Additionally, in the flow chamber we measured the oxygen gradient through the pellet-water interface using an oxygen microelectrode with a tip size of 10 µm in steps of 50 µm (OX-10 oxygen sensor, Unisense), calibrated at air saturation and anoxic conditions. During these measurements, the pellets were suspended as described above. Following a protocol by Ploug and Jørgensen[72] the oxygen gradient was measured on the downstream side of the pellet. All measurements in the flow chamber were only conducted during calm sea conditions to avoid any impact from ship movement.

Export carbon flux and elemental analysis of particulate organic carbon and nitrogen

Export carbon flux of dry mass, POC and PON was collected with free-drifting sediment traps at 100, 200 and 300 m. To determine the flux, 1/5 split of the material collected in one of the three trap cylinders without gel per depth was filtered on a pre-combusted and pre-weighted GF/F filter. Swimmers were removed from the split manually using a microscope before filtration. After filtration, the filters were dried for 24 h at 40 °C before determining dry weight and the POC and PON content.
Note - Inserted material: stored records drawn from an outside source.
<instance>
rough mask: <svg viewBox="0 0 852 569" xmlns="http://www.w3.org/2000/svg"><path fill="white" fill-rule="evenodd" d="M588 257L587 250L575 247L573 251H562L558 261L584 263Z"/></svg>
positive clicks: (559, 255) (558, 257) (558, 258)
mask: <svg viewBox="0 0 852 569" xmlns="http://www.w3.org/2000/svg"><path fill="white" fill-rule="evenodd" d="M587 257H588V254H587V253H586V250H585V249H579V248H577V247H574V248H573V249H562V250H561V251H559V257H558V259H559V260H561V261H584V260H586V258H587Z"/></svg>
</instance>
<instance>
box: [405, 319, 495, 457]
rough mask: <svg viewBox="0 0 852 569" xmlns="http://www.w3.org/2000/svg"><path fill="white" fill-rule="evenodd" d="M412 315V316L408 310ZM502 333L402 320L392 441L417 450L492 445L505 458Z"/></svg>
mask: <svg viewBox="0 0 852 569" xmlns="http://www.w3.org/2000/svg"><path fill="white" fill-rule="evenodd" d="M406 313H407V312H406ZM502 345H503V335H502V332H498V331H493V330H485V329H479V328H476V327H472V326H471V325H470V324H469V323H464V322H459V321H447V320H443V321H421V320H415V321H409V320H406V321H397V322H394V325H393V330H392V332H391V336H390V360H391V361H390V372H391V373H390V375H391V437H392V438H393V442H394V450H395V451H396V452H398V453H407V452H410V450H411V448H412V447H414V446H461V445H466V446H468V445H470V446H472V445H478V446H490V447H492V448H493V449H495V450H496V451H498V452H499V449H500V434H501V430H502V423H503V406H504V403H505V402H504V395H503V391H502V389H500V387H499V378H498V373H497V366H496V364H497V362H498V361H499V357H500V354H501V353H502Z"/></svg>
All pre-combusted GF/F filters containing faecal pellets from the pellet production experiments, flow chamber measurements, water column samples for standing stock assessment, as well as bulk samples from the drifting traps were treated in the same way. Samples were fumed with concentrated hydrochloride acid (HCl, 37%) for 24 h and dried for 48 h at 40 °C before determining dry weight on a Mettler Toledo UMX 2 scale (0.1 µg sensitivity). The dried filters were then packed in tin cartridges and analysed on a EuroEA Elemental Analyser (precision of ± 0.7 µg or ± 0.3%). Blank filters were used to correct for any contaminations.

Statistics

To test for the differences in the flux of faecal pellet between krill and salps in the drifting traps across the different depth we used an analysis of variance (ANOVA) after validating the assumptions of homogeneity of variance and normal distribution. The differences in the total POC traps between the different traps was tested using a Kruskal-Wallis rank sum test. All analyses were performed in R version 3.6.1[74], plots were generated using the ‘ggplot2’ package (version 3.3.2) in R[75].